Assembly Democrat Wayne DeAngelo has issued a press release voicing support a bill that has been immobilized in the Legislature for a year or more. Bill A-15 is two parts: one moves school board elections from April (where average turnout is less than 15%) to the general election in November, and the second part eliminates school budget votes for budgets that come in under the 4% cap. While school board members and NJEA leadership are perfectly happy with the second part, they sharply oppose the former. Says the School Boards Association, “school boards members maintain that November board member elections would result in partisan politics dominating local education issues on a wide scale, in spite of best efforts to prevent it from occurring. NJSBA will seek amendments to have this provision removed.” NJEA concurs:
This move would politicize what is currently a non-partisan election process.
Who are they kidding? Some school boards are already partisan, and the ones that aren’t are highly political anyway. School board members’ names will be printed on a separate non-partisan portion of the ballot and more people will vote.
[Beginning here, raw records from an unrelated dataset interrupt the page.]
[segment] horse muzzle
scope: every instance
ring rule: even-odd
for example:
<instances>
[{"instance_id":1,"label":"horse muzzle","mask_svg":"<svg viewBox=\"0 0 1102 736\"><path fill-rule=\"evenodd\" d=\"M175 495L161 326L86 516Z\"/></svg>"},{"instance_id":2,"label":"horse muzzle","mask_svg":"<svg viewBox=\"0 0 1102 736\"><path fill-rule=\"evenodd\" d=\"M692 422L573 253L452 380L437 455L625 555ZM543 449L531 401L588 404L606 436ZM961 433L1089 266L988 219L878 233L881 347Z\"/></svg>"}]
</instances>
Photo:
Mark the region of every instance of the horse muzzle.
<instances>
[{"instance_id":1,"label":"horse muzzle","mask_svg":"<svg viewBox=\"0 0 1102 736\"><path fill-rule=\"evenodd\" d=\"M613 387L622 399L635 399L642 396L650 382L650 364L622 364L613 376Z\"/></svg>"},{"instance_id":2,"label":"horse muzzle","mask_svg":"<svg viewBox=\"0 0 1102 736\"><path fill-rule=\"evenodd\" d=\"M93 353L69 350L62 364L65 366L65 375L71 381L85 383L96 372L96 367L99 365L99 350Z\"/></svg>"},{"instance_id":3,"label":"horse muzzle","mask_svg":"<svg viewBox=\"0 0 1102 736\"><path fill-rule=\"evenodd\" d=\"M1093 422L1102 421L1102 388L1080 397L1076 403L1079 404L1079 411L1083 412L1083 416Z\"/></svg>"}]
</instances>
Incumbents and union favorites will suffer a bit. The taxpayers won’t get stuck with the expenses incurred by having a separate election in April.
As far as eliminating school budget votes, districts' finances are already tightly constrained by state regulations, oversight, and the 4% cap. Indeed, with union annual increases almost always over 4% and insurance rates rising, every district is cutting back. The vote itself is just a charade: if a budget fails, it goes to the municipality, which usually doesn’t cut anything anyway. If it does cut, the district can appeal to the state. It’s a silly, time-consuming exercise that turns school districts into marketing teams.